Medical App & Medical Advice with Hello Doctor

Can your diet be too healthy?

When you’re following a healthy diet, occasional cheat days where you indulge in your favourite treats are fine, but what happens when you feel guilty every single time you go off plan?

Are you a health nut?

When you have an eating disorder, you tend to constantly think about what, when and how much you should be eating. Proper nutrition from your diet is more than just a boost of energy and a slim body; it’s for the benefit of your organs and tissues. Healthy food plays a role in your body working efficiently. Fresh fruits and vegetables, whole grains, legumes, nuts and lean proteins are all essential parts of a balanced diet.

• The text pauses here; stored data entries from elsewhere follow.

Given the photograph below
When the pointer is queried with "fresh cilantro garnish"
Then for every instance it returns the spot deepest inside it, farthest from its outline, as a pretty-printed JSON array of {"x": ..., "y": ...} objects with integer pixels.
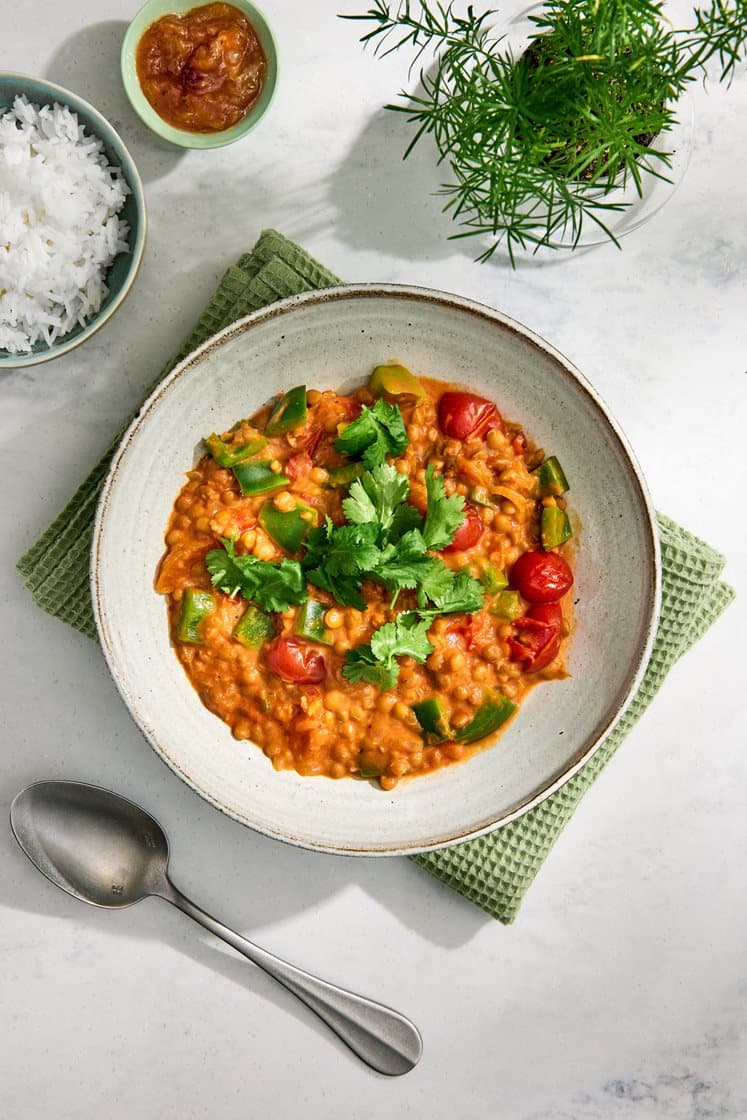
[
  {"x": 408, "y": 563},
  {"x": 375, "y": 496},
  {"x": 337, "y": 557},
  {"x": 375, "y": 663},
  {"x": 444, "y": 514},
  {"x": 272, "y": 586},
  {"x": 379, "y": 431},
  {"x": 461, "y": 595},
  {"x": 361, "y": 664}
]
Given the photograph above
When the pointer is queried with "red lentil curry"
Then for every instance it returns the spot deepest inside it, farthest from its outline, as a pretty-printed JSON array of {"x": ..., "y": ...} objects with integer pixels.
[{"x": 369, "y": 585}]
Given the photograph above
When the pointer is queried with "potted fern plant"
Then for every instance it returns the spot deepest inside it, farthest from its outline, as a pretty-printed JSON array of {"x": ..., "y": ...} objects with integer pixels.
[{"x": 543, "y": 143}]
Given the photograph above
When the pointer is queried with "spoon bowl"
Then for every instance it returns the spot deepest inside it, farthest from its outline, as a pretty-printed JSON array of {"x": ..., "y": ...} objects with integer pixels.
[
  {"x": 108, "y": 851},
  {"x": 97, "y": 847}
]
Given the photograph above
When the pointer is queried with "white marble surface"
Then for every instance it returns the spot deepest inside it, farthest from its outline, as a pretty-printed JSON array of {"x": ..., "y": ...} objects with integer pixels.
[{"x": 621, "y": 990}]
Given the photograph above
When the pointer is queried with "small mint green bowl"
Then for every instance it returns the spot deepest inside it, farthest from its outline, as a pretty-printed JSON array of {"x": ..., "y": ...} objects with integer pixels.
[{"x": 152, "y": 10}]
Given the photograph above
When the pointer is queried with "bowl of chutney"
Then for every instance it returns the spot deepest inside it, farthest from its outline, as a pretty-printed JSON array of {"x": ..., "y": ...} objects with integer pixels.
[{"x": 199, "y": 75}]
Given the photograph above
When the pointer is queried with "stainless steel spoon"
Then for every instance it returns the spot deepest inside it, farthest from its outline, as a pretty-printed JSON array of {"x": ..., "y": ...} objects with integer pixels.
[{"x": 108, "y": 851}]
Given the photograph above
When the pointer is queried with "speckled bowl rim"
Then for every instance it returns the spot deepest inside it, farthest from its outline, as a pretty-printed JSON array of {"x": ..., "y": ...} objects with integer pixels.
[
  {"x": 197, "y": 141},
  {"x": 287, "y": 307},
  {"x": 108, "y": 133}
]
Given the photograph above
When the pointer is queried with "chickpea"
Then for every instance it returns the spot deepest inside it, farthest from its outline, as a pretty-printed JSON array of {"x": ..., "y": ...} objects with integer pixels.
[{"x": 285, "y": 502}]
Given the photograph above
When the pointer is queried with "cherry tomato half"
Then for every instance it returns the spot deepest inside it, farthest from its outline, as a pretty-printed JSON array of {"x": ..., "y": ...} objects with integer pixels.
[
  {"x": 535, "y": 640},
  {"x": 469, "y": 531},
  {"x": 465, "y": 414},
  {"x": 541, "y": 577},
  {"x": 295, "y": 661},
  {"x": 473, "y": 632}
]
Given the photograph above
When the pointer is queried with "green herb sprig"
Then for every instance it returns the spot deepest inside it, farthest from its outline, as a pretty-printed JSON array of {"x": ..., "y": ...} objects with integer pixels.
[{"x": 535, "y": 145}]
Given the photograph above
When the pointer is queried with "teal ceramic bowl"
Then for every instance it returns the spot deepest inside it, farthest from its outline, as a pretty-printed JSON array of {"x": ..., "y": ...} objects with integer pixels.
[
  {"x": 122, "y": 272},
  {"x": 152, "y": 10}
]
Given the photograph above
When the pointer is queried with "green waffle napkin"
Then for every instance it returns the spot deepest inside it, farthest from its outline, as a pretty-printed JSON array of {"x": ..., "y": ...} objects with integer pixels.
[{"x": 493, "y": 871}]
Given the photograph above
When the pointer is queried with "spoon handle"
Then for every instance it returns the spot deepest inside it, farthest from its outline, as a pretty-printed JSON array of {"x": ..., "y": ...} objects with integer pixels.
[{"x": 385, "y": 1039}]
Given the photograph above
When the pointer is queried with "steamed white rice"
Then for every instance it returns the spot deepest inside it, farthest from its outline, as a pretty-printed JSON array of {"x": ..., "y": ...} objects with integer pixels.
[{"x": 59, "y": 229}]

In the extreme, though, an obsession with eating foods that you consider healthy and overdoing the exercise can lead to a condition called orthorexia.

Orthorexia

According to the National Eating Disorders Association, orthorexia is an obsession with proper or healthy eating. Being aware of and concerned with the nutritional quality of the food you eat isn’t the problem; it’s when you become fixated on so-called “healthy eating” that it starts to damage your health and wellbeing.

These kinds of diets can sometimes become so strict that they have health-related consequences, including malnutrition, social isolation, and severe psychological strain. Studies have shown that many with orthorexia may also have obsessive-compulsive disorder.

The term orthorexia nervosa was introduced by American doctor Steven Bratman in the late ‘90s. He believed that the medical condition has two stages. The first is simply choosing to eat a healthy diet. The second is “an intensification of that pursuit into an unhealthy obsession.”

Warning signs and symptoms

  • Excessive concern about the ingredient list and nutritional labels.
  • Increasingly cutting out whole food groups (all sugar, dairy, meat, carbs and all animal products).
  • Being unable to eat anything else besides the narrow food groups that you’ve deemed healthy.
  • An unusual interest in the health of what others eat.
  • Feeling stressed when “healthy” foods aren’t available.
  • Obsessively following food and healthy lifestyle blogs or social media.
  • An increased concern about your body image.

Get help

Your doctor may refer you to a nutritionist who will be able to help with orthorexia. The condition also has an emotional aspect, and you may be asked to see a mental health professional. You will need external help to see that this obsessive fixation on food is doing your health more harm than good.

You’ll need to train yourself to think differently about it, and once you do, your journey to healthy living will become beneficial in a more positive and sustainable way.

While there may be no clinical treatments available specifically for orthorexia, eating disorder experts treat orthorexia somewhat like anorexia and/or obsessive-compulsive disorder. In this case, treatment may involve psychotherapy to increase the variety of foods you eat and exposure to anxiety-provoking foods, as well as investigating ways of managing body weight.